W starożytnej mądrości wedyjskiej, dusza-Atman-jest wieczna. Ciało może się zestarzeć, ale dusza? Nigdy. Obserwuje wszystko z cichą ciekawością i wciąż tańczy, bez względu na to, ile świeczek jest na torcie.
"Nie czuję się na 50, ponieważ moje wewnętrzne ja nigdy nie przekroczyło tej liczby. Po prostu tańczyło."
I myślę, że mi się to podoba. Właściwie to myślę, że jestem to.
Życzenie na 50
Czego życzę sobie na 50. urodziny?
Być otoczonym przez tych, którzy prawdziwa troska.
Zawsze czuć wiatr, który rozwiewa moje smutki.
Aby słońce świeciło mi prosto w oczy - przypominając mi, abym nie zasypiał.
Usłyszeć historie szeptane przez polskie pola...
...przy złotych łbach żyta kołyszących się na zalanych słońcem falach...
...przy polnych kwiatach, które tak wielu pomija, a jednak są tam, tańcząc radośnie na wietrze, jak zawsze, uśmiechając się do każdego, kto zatrzyma się, by je zauważyć.
I rzeka. Och, rzeka, którą tak bardzo kocham. Ona nigdy się nie zatrzymuje. Płynie jak gdyby nigdy nic. Niesie ciężar wczoraj, tajemnicę jutra i blask chwili obecnej.
Przypomina mi - moje życie jest takie jak jej.
I to jest w porządku.
Chcę płynąć jak ta rzeka. Wolny. Silna. Odbijać słońce, jakby była zrobiona z diamentów.

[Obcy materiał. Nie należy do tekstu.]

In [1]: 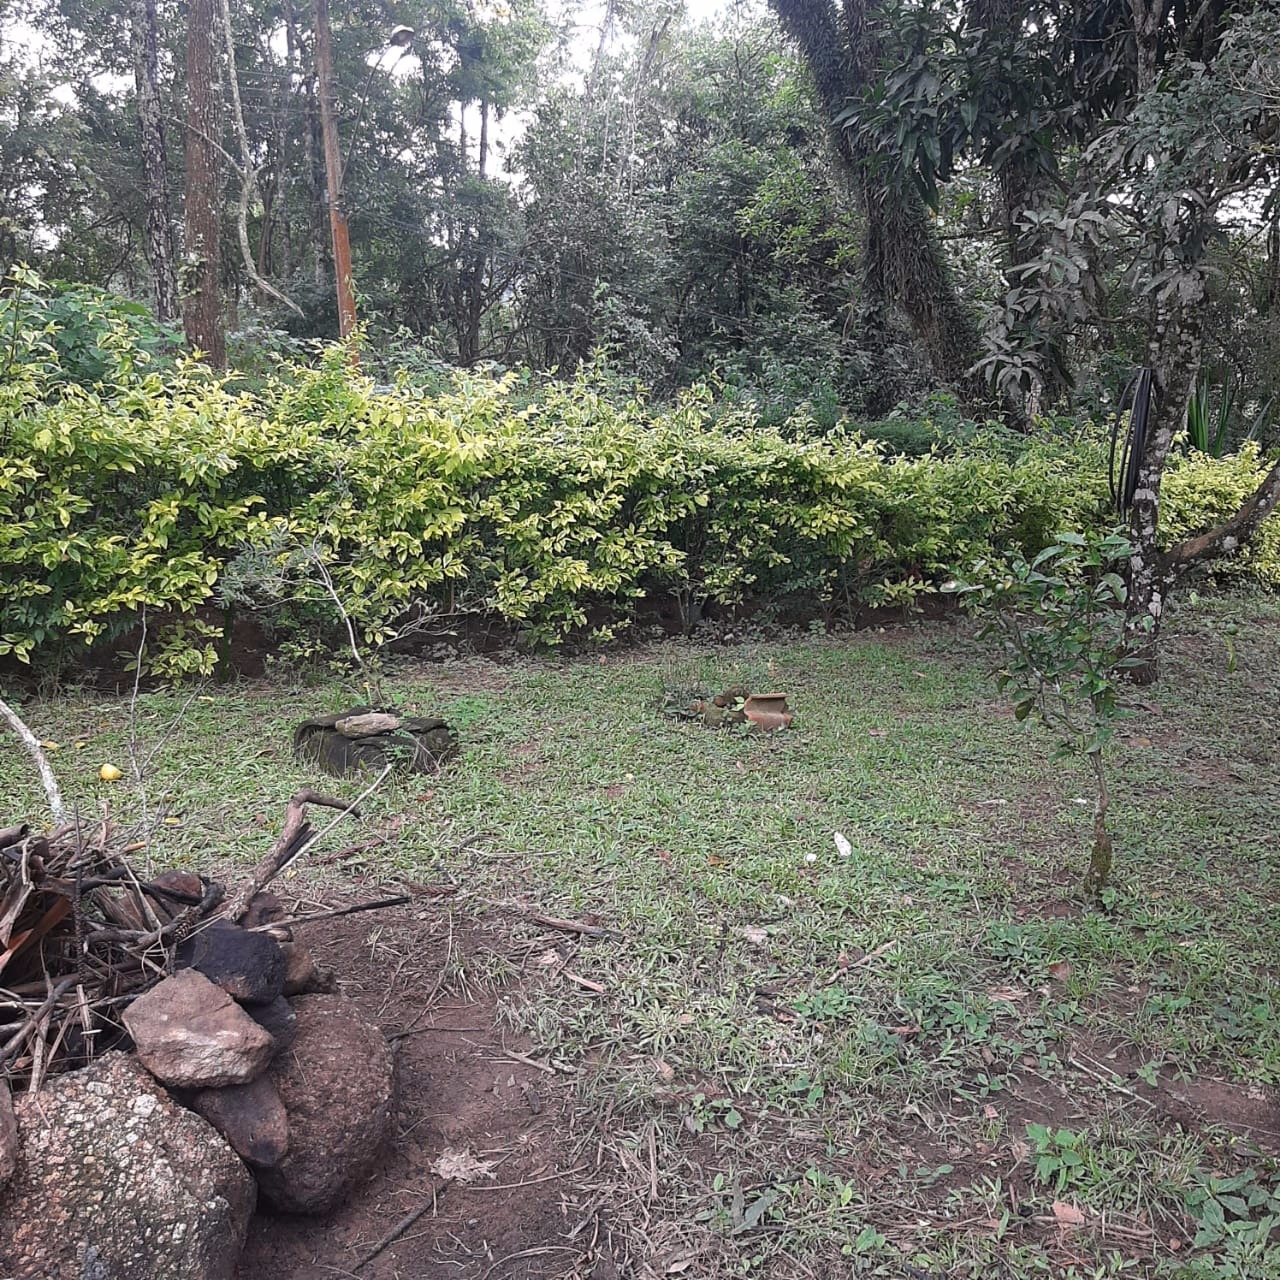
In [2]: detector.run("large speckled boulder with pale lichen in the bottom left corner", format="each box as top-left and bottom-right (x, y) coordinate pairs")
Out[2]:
(0, 1053), (255, 1280)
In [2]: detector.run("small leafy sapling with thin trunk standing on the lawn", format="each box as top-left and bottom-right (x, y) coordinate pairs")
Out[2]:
(954, 534), (1138, 893)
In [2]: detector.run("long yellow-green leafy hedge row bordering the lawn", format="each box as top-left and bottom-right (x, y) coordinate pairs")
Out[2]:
(0, 353), (1280, 669)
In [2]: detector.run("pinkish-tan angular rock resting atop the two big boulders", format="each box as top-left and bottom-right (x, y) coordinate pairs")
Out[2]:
(124, 969), (275, 1089)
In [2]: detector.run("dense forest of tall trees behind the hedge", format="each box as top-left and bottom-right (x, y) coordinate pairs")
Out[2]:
(0, 0), (1280, 439)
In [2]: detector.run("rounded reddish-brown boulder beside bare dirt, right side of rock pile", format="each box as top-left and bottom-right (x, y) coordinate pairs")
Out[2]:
(259, 996), (396, 1213)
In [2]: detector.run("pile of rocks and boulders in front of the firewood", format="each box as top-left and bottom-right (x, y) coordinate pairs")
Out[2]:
(0, 893), (396, 1280)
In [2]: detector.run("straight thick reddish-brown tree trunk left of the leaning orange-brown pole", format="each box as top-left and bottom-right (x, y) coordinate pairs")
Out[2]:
(182, 0), (227, 369)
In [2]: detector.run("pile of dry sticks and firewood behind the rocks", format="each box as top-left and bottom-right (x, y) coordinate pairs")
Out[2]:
(0, 791), (384, 1089)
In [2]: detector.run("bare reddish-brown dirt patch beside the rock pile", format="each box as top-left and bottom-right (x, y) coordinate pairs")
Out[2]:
(238, 906), (622, 1280)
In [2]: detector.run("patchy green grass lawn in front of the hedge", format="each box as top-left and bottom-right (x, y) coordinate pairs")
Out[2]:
(0, 598), (1280, 1280)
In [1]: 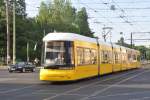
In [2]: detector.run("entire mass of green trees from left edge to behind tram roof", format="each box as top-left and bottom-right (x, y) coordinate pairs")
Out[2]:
(0, 0), (93, 62)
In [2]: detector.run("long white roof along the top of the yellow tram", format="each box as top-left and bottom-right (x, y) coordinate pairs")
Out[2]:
(43, 32), (136, 51)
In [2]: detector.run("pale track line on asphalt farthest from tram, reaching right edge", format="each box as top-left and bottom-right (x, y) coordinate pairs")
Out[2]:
(79, 70), (150, 100)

I tak, chcę tak błyszczeć. Nawet gdy będę miał 100 lat.
Bo 50?
To tylko liczba. A to? To jest życie.
I jeszcze jedno życzenie...
Prawda jest taka, że mam już to, czego pragnę: chwile, które mają znaczenie, ludzi, którzy głęboko kochają i życie, które uwielbiam.
Więc może, jeśli mogę być chciwy na jeszcze jedną rzecz...
Pozwól mi być nieśmiertelnym jak rzeka.
Pozwól mi nigdy nie przestać żyć. Pozwól mi płynąć naprzód. Ponieważ tak bardzo kocham życie, żadna liczba nigdy tego nie zmieni.